Aktuelles aus dem Bezirk

2. März - Michail Gorbatschow

„Das Leben verlangt mutige Entscheidungen. Wer zu spät kommt, den bestraft das Leben.“

Vielen kennen meist nur den zweiten Satz. Laut seinen Memoiren sprach Michail Gorbatschow am 7. Oktober 1989 diese Worte zu Erich Honecker. Am Tag davor sagte Gorbatschow vor der Neuen Wache unter den Linden: „Я думаю, опасности только подстерегают тех, кто не реагирует на жизнь.“, was mit „Ich glaube, Gefahren lauern nur auf jene, die nicht auf das Leben reagieren.“ übersetzt wurde. Gorbatschow wollte Honecker überzeugen, nicht länger mit nötigen Reformen zu warten, um nicht den Zusammenbruch des Systems zu riskieren.

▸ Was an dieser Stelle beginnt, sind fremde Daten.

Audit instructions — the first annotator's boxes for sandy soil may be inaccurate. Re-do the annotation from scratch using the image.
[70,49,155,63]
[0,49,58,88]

Die Biographie des jungen Michail Sergejewitsch Gorbatschow (2.3.1931 – 30.8.2022) ist eine typisch sowjetische. Sein Vater war Russe, seine Mutter Ukrainerin, beide waren Bauern und arbeiteten in einem Kolchos in der heutigen Region Stawropol (Nordkaukasus, heute Russische Föderation).

Ein Großvater war Leiter dieses Kolchos‘, er wurde 1937 wegen Trotzkismus-Verdachts verhaftet, gefoltert und zum Tode durch Erschießen verurteilt, jedoch nach 14 Monaten aus der Haft entlassen. Gorbatschow wuchs in dieser ländlichen Gegend auf, trat dem Komsomol bei und erhielt im Alter von 19 Jahren für gute Arbeit im Kolchos den Rotbannerorden der Arbeit.

(Kolchos, ru. колхоз, Abkürzungswort aus коллективное хозяйство [Kollektivwirtschaft], Komsomol, ru. Комсомол, Abkürzungswort aus Коммунистический союз молодёжи [Kommunistischer Jugendverband])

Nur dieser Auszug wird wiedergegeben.